Again, that quick look over the shoulder. “Nobody liked havin’ that house here,” she whispered. “They wanted it gone.”
Sebastian studied the gentle lines of her young face, the baby-fine light brown hair that fell in artless disarray from beneath her mobcap. “So you’re saying—what?”
She drew in a quick gasp, her eyes widening as she realized how he might have interpreted what she’d just said. “Don’t get me wrong. I’m not sayin’ I think anyone around here had anything to do with what happened. I’m just sayin’ people complained about the house so much, maybe they’re afraid somebody might blame them if the constables start lookin’ into how that fire come about.”

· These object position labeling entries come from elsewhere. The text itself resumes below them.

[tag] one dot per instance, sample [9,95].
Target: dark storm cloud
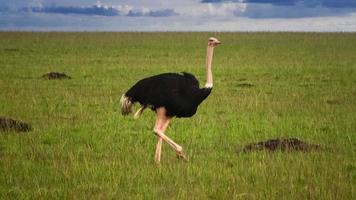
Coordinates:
[87,10]
[99,10]
[152,13]
[306,3]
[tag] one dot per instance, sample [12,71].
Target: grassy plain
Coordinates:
[304,86]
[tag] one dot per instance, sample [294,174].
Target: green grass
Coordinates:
[81,147]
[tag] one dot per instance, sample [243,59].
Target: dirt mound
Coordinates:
[55,75]
[287,144]
[8,124]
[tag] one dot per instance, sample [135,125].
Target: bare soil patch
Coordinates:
[55,75]
[8,124]
[286,144]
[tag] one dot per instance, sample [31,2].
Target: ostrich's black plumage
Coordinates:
[179,94]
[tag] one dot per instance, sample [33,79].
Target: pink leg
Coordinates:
[161,125]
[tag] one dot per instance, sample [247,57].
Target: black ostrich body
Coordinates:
[179,94]
[170,95]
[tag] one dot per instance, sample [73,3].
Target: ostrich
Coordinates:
[170,95]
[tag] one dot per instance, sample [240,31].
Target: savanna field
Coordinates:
[266,85]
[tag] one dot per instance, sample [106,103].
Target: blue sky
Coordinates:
[182,15]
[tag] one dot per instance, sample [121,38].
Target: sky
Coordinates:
[179,15]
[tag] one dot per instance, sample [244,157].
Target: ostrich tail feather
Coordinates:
[126,105]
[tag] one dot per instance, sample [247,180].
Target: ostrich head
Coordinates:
[213,42]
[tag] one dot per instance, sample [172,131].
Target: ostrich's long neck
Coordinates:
[209,60]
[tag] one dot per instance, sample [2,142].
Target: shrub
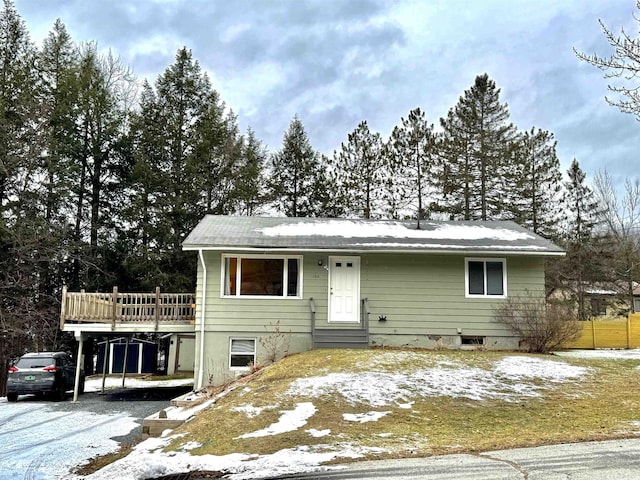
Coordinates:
[276,343]
[541,326]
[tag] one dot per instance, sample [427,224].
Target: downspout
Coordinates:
[202,317]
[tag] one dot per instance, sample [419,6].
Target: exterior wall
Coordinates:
[422,297]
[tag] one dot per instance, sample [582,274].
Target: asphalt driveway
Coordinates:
[44,440]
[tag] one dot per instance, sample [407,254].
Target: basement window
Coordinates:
[242,353]
[264,276]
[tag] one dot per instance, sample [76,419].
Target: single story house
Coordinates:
[292,284]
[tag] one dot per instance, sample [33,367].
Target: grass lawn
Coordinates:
[395,403]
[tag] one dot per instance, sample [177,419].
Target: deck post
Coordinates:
[104,362]
[124,365]
[157,307]
[62,307]
[115,308]
[76,383]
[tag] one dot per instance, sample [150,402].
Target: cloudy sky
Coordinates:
[338,62]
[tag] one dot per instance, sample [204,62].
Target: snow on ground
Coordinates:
[251,411]
[364,417]
[290,421]
[614,354]
[147,462]
[71,439]
[509,380]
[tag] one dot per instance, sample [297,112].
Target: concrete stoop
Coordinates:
[182,409]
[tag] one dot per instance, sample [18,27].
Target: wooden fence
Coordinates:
[623,333]
[177,308]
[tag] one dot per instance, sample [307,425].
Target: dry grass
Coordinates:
[605,404]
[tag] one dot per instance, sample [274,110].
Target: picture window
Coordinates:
[245,276]
[486,277]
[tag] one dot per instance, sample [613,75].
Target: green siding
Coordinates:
[421,295]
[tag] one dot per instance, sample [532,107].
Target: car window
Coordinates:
[34,362]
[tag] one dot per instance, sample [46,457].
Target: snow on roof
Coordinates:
[361,228]
[312,234]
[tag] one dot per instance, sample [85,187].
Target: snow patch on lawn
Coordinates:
[147,461]
[289,421]
[364,417]
[511,379]
[252,411]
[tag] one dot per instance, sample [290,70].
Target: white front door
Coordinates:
[344,289]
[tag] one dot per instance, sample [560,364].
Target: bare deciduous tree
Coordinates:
[622,67]
[542,326]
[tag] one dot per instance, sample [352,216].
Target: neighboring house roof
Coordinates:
[612,288]
[316,234]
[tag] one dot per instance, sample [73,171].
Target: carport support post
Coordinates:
[124,363]
[104,362]
[76,384]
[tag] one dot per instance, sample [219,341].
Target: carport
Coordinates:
[123,314]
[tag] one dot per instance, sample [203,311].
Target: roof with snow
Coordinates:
[314,234]
[216,232]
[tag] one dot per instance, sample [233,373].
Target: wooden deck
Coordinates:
[118,311]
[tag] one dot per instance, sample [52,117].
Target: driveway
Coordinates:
[43,440]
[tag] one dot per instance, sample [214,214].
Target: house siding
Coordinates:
[421,295]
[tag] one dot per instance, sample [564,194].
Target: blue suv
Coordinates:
[46,372]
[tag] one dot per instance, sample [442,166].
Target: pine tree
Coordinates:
[477,143]
[104,86]
[249,191]
[296,179]
[535,183]
[359,171]
[581,266]
[413,158]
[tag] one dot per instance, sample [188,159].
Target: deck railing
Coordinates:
[116,307]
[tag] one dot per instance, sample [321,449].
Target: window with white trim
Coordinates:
[264,276]
[485,277]
[242,353]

Sebastian reached for his wrapped cheese and laid a generous payment on the counter. “Then why did you tell me?”
“Pippa?” A querulous voice came from the back of the shop. “You still servin’ that customer?”
Pippa began to back away.
“Why?” said Sebastian again. But the girl simply wheeled and disappeared through the curtained alcove.
He stepped out of the cheesemonger’s into a street filled with lengthening shadows and buffeted by a cold wind. As he turned toward his carriage, the familiar figure of a man separated itself from the gloom cast by a nearby coal wagon and moved to block Sebastian’s path.